![]() |
| Kapolda NTB, Brigjen Umar Septono paling kiri |
CENDANANEWS (Mataram) – Memasuki minggu ketiga pelaksanaan ibadah puasa Ramadhan dan jelang perayaan hari raya idul fitri, intensitas transaksi keuangan di sejumlah pusat perbelanjaan maupun tempat keramaian lainnya oleh masyarakat yang hendak berbelanja berbagai kebutuhan berpuasa maupun kebutuhan jelang lebaran cukup tinggi dan terjadinya predaran uang palsu (Upal).
“Intensitas transaksi keuangan di pusat-pusat perbelanjaan jelang lebaran biasanya cukup tinggi oleh masyarakat yang berbelanja, karena itu masyarakat saya minta mewaspadai adanya predaran Upal,” kata Kapolda NTB, Umar Septono di Mataram, Sabtu (4/7/2015).

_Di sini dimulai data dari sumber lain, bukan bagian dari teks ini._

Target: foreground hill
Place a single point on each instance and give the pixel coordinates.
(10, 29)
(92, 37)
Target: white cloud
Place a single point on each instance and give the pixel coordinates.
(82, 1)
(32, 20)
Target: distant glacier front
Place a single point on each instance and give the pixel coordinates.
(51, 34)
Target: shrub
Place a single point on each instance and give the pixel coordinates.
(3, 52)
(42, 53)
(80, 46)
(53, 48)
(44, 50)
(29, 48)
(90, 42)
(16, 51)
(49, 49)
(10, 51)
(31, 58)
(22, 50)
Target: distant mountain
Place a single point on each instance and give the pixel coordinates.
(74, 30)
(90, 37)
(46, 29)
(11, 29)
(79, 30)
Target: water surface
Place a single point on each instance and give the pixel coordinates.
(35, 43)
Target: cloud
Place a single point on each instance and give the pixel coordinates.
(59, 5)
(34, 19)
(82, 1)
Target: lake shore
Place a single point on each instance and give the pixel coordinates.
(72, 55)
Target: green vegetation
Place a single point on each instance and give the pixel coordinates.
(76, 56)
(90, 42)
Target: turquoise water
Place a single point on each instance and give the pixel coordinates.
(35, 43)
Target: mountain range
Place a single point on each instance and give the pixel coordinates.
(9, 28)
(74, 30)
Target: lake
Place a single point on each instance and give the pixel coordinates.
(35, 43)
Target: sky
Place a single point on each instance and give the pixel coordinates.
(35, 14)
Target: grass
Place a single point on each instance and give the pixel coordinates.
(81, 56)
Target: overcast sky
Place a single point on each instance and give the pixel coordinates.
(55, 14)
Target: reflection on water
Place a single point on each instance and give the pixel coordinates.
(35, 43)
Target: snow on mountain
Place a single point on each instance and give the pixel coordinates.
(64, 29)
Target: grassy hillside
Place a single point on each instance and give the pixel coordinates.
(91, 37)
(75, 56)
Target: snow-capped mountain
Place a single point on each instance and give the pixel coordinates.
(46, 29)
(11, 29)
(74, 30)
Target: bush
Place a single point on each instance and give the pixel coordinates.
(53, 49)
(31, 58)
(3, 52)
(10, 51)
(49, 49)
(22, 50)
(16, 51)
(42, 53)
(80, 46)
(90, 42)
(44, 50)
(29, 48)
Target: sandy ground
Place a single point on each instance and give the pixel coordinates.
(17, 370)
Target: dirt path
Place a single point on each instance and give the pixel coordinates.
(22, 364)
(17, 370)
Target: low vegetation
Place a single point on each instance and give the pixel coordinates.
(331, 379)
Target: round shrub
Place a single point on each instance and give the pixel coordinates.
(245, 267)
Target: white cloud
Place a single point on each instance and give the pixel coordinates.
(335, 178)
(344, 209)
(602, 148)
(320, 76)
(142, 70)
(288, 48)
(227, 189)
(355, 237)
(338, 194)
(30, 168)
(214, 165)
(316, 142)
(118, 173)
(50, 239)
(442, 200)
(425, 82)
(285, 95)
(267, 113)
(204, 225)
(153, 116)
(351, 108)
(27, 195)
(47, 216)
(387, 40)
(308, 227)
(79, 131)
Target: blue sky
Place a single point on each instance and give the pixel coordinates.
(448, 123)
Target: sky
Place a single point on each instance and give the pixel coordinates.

Umar mengingatkan, predaran Upal di pusat perbelanjaan biasanya rawan terjadi pada malam hari dan masyarakat biasanya seringkali lengah saat bertransaksi termasuk juga pemilik toko, kelengahan inilah yang seringkali dimanfaatkan para pelaku kejahatan predaran Upal menjalankan aksinya.
Polri dalam hal ini sudah melaksanakan upaya prepentif dengan melakukan pengawasan, tapi yang jelas peran serta dan partisipasi masyarakat sangat diharapkan, karena dengan begitu praktik kejahatan upal bisa diminimalisir dan cepat ditangani.
“Untuk mendeteksi, mengidentifikasi dan melihat perbedaan antara uang yang asli dengan uang palsu, BI sudah beberapa tahun ini memperkenalkan cara yang cukup sederhana dan bisa dilakukan siapa saja dengan mudah, yaitu dengan cara 3D yaitu, dilihat, diraba dan diterawang,” ungkapnya.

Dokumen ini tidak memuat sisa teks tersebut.